Turning to ask what he was doing now, I found him standing in the middle of a light blue cloud of … numbers? It was like some sort of expensive cigarette smoke, but instead of forming smoke rings, it shimmered and swirled around him in algorithmic jargon.
"What the …?" I know, Mum; I said I'd given up swearing.
He grinned, though it was obvious he also had to concentrate on what he was doing.
"I call it 'Maths That Stays'." He preened, holding his phone up to an obvious hole in the formula, and started flipping through the photos on it. "Like me to show you how it works."
Oh the things you forget about when you're shown something new, bizarre, and able to pique your interest in such a way you can't say no. Like the fact I was in my favourite slinky satin pyjamas and fluffy slippers?
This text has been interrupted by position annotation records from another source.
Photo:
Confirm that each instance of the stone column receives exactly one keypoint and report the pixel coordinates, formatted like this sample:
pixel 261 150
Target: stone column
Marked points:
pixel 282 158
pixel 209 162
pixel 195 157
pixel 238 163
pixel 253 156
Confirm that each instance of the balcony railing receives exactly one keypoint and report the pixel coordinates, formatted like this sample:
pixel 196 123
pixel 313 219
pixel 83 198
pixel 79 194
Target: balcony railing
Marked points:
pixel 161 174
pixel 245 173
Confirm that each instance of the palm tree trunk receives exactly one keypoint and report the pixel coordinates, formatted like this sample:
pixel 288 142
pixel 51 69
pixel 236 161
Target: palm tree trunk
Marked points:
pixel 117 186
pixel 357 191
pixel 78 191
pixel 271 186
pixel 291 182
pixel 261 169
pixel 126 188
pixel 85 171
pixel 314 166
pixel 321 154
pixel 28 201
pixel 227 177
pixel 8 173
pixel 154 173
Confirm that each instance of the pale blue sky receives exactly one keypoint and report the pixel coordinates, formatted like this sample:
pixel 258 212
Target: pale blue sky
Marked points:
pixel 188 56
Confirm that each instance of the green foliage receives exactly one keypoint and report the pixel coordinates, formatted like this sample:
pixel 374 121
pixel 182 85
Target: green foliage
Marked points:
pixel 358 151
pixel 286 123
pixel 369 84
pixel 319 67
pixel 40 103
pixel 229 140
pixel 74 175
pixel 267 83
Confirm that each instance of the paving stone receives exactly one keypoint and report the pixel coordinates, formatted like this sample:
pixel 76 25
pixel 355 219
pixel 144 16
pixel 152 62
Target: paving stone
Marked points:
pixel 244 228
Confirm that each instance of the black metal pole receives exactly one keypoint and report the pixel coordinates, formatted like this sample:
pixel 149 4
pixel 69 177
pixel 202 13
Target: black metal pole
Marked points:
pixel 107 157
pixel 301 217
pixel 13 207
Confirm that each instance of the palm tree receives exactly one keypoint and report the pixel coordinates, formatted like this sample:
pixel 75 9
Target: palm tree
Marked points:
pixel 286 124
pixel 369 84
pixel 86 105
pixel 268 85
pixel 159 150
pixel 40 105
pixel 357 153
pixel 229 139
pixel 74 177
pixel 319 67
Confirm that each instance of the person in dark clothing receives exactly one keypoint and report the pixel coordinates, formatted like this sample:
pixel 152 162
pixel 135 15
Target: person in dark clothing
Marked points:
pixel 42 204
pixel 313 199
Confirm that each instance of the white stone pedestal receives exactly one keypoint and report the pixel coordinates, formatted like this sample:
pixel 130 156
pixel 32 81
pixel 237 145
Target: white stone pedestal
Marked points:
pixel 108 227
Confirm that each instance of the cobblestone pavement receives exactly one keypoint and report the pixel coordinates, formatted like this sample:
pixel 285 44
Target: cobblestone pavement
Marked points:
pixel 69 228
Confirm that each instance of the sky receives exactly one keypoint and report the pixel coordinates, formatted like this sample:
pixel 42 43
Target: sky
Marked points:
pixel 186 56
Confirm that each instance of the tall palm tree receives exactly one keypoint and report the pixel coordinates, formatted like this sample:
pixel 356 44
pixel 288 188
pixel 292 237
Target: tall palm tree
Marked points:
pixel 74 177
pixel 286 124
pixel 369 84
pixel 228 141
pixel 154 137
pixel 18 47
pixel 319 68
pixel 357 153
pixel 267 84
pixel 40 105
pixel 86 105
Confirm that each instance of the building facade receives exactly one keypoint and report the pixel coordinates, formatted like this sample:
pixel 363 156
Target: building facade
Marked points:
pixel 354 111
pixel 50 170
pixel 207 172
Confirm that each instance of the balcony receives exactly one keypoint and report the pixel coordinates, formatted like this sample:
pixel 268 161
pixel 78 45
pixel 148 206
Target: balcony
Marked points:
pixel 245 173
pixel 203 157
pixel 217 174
"Sure," I said uncertainly. "How?"
"Come hold my hand." He proffered his free hand through the smoky numbers and ignored my snort of contempt. "I'm serious! Step through the Maths, you can't damage it. Take my hand quickly before it fades." As it was already showing signs of doing this, I thought, why not? I had the day off work as it was, and nothing planned but lounging about in said bunny slippers. I reached through the mist of numbers and took his hand; not clammy or sticky in any way, always a good start. He pulled me into the circle of signs and squiggles. The tingling sensation I'd been feeling since he'd created them intensified, he then finished selecting a picture. With the pinkie finger of the same hand he held the phone in, he made a sort of squiggle, like the '@' symbol, in the air. It was then that my world came to an end.
Nothing too dramatic, just a sucking 'pop', and all I can surmise was left in the street was slowly dispersing smoke from his used Maths.
Chapter 2
THERE were no streaking stars or swirling vortexes, like science fiction shows tend to indicate. It was more like bright sunlight being suddenly hidden by a cloud and then, as it brightened up again, you got one mighty headache as your brain tried to re-focus on surroundings that weren't the same ones you'd been looking at a second before. If you were lucky, your ears would then pop and everything in your head would settle down. I don't think you're ever lucky on your first trip.
"Oh dear Lord, I'm about to be sick!" was the best I could manage before going cross-eyed and finding a great need to sit heavily on the ground beneath me.
"You'd be amazed how often I hear that on a first date," was smirk-faced nerd boy's reply. He appeared unfazed and still upright.
Removing my head from between my knees, when my ears finally did pop and my brain caught up with my eyes, I glared at the dear so-and-so.
"Firstly, that doesn't surprise me. Secondly, as if this is a first date!"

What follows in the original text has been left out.